Face à l’épidémie mondiale de Covid-19 due à la propagation d’un nouveau coronavirus, les prises de parole des scientifiques de l’écologie se sont multipliées ces derniers jours pour alerter sur le lien entre les atteintes que nous faisons subir à la biodiversité et l’émergence de nouvelles maladies infectieuses épidémiques. Pour le Comité français de l’UICN comme pour ces chercheurs, la destruction des habitats naturels, le commerce et la consommation d’animaux sauvages exotiques et les perturbations de toutes sortes imposées aux écosystèmes par les activités humaines, engendrent des déséquilibres écologiques importants qui créent de plus en plus de possibilités de passage des micro-organismes issus de la faune sauvage vers les humains.

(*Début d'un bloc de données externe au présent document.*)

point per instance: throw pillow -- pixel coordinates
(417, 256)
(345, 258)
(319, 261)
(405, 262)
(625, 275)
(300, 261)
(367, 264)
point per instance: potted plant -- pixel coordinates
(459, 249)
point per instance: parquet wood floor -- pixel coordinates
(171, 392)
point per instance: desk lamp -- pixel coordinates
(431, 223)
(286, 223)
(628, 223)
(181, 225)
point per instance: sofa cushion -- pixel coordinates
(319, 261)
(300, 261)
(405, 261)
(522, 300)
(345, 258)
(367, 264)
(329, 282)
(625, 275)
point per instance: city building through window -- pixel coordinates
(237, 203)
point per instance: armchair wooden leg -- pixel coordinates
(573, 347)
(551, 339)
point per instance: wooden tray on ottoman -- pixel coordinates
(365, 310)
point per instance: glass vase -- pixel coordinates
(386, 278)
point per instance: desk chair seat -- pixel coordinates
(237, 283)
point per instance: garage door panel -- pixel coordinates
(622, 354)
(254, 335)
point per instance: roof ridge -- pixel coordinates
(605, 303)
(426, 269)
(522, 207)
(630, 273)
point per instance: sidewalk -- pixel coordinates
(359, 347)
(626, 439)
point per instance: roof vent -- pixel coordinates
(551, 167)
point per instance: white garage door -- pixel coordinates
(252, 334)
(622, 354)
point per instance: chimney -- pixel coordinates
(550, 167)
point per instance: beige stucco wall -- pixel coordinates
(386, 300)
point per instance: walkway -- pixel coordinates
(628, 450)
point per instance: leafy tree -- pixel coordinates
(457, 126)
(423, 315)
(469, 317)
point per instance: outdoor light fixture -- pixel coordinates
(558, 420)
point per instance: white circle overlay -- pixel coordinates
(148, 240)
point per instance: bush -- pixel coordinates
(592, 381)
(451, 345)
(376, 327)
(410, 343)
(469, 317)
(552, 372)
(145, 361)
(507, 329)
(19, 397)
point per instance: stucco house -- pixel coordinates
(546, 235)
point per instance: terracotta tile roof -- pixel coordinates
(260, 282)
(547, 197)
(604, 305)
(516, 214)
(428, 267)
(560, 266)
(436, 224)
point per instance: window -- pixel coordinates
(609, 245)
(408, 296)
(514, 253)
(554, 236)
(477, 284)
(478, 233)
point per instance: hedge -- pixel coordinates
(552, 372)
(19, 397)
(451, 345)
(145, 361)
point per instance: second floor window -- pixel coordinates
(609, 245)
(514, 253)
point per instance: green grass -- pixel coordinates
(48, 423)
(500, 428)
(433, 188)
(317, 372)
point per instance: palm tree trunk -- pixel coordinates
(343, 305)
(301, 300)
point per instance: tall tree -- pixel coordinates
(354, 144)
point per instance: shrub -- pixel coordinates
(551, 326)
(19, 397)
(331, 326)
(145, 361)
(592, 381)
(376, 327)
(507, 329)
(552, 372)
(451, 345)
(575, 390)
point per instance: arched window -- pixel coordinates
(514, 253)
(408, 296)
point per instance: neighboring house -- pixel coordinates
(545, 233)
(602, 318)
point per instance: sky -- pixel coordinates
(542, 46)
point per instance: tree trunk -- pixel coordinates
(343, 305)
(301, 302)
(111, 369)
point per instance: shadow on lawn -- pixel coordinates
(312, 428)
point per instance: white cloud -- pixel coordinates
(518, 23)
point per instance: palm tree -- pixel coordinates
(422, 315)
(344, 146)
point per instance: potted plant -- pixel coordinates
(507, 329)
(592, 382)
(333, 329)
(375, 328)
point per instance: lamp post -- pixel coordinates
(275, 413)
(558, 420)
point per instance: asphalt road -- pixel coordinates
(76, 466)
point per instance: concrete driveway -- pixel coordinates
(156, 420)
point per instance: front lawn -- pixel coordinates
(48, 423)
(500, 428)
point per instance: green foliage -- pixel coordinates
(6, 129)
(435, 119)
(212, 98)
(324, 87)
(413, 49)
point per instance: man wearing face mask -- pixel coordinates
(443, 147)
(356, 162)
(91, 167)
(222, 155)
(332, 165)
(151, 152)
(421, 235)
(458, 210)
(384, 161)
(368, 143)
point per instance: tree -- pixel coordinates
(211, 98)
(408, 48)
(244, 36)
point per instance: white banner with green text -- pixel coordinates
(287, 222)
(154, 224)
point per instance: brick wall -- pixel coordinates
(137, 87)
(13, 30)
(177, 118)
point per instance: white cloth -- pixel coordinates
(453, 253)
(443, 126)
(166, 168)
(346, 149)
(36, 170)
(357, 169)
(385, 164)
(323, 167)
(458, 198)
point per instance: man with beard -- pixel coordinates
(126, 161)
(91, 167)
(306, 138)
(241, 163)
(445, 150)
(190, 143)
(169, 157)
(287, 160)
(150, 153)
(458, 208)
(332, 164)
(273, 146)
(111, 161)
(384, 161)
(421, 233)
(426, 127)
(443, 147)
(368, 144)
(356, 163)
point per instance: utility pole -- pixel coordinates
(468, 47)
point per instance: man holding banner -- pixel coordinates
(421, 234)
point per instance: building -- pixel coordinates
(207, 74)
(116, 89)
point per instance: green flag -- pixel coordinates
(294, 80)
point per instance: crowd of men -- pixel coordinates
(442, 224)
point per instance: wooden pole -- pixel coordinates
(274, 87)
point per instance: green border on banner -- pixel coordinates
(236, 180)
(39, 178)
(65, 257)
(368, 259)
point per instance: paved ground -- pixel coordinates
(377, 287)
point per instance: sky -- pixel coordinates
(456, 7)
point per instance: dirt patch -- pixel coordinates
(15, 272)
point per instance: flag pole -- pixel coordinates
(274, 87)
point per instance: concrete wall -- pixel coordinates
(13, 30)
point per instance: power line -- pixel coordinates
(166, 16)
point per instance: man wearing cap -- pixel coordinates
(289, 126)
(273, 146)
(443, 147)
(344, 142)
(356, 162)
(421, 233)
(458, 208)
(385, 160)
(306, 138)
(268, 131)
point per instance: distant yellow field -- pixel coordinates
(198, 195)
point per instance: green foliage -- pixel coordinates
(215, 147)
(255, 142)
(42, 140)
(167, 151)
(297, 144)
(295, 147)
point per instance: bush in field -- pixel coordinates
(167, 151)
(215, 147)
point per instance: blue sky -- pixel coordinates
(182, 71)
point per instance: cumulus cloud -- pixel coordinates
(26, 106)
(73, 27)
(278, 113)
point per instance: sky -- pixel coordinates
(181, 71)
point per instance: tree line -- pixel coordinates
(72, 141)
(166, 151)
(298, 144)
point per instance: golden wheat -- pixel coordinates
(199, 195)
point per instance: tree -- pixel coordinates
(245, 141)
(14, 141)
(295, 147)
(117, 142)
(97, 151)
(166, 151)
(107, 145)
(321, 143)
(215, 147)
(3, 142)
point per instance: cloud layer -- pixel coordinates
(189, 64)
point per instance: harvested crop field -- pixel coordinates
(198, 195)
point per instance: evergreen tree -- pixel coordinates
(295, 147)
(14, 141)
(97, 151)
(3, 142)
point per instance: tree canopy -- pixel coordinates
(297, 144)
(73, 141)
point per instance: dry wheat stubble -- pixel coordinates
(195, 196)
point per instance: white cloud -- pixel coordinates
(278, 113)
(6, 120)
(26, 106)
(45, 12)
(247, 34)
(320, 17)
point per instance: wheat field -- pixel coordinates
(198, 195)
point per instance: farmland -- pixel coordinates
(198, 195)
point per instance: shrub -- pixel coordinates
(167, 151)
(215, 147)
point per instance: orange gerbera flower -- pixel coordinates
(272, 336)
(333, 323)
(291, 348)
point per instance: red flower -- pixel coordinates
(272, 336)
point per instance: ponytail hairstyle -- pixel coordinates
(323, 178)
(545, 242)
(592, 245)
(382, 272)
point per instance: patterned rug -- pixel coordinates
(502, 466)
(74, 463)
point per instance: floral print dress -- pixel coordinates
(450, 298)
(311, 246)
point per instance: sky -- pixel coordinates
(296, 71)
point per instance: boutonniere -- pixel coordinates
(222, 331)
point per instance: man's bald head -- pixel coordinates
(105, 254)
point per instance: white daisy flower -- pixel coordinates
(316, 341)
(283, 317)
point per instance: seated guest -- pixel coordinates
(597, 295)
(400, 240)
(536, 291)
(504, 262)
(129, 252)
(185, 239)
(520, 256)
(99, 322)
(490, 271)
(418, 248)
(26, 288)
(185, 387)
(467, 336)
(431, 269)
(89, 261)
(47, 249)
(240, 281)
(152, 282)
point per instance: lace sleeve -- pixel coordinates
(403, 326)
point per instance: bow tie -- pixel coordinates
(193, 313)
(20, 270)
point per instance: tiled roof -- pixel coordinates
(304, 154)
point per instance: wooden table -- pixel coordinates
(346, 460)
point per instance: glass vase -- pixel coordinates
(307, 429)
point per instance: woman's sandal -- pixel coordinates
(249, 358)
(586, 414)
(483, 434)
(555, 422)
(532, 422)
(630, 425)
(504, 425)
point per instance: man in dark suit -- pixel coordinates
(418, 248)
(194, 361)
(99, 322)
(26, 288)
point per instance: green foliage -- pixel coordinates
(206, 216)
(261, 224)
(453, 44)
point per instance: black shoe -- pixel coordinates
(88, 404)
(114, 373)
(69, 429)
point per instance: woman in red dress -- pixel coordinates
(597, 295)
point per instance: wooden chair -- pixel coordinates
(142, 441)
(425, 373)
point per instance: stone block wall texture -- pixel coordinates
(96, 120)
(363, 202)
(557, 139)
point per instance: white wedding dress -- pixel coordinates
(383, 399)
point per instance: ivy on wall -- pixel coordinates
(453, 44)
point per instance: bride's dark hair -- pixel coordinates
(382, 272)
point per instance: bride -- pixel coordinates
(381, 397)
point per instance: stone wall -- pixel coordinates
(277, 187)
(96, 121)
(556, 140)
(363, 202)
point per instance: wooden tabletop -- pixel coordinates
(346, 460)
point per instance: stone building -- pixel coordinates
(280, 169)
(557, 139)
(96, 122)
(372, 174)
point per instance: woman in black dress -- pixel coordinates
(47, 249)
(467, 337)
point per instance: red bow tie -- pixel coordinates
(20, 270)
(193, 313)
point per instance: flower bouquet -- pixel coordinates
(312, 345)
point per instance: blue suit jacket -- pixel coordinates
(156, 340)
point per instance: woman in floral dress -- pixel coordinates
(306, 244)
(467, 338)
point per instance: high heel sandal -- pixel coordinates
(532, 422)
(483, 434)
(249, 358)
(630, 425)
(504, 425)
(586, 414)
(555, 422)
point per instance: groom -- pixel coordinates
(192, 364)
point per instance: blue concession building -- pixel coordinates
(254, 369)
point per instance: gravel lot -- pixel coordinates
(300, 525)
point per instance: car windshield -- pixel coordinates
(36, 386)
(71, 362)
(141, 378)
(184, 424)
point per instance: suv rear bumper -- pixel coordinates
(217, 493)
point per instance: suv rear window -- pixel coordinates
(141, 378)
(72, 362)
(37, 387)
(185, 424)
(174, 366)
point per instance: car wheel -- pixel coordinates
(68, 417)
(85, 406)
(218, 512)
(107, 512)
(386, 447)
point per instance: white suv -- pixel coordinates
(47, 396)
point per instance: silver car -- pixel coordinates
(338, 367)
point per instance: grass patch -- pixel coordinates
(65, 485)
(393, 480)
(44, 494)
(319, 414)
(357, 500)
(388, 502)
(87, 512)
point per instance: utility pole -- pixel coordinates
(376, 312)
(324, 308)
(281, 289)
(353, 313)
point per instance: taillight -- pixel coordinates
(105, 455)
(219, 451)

Comme d’autres épidémies majeures survenues ces dernières années (SRAS, MERS, Sida, Ebola…), ce sont encore une fois les activités humaines et leurs impacts sur l’environnement qui sont pointées du doigt dans la propagation du nouveau virus de type SARS-CoV. Parti d’un marché commercialisant des animaux sauvages à Wuhan en Chine, le pathogène est vraisemblablement issu d’une recombinaison virale impliquant plusieurs hôtes sauvages, parmi lesquels des chauves-souris et des pangolins. Illustrant la pression des trafics sur la faune, ces derniers figurent au rang des animaux les plus braconnés au monde. Malgré le classement des huit espèces de pangolins parmi les espèces menacées de la Liste rouge de l’UICN et leur inscription à l’annexe 1 de la convention de Washington (CITES) interdisant leur commerce international, ces animaux sont victimes d’intenses trafics pour leur viande et leurs écailles, avec une estimation de plus de 200 000 individus braconnés chaque année dans le monde.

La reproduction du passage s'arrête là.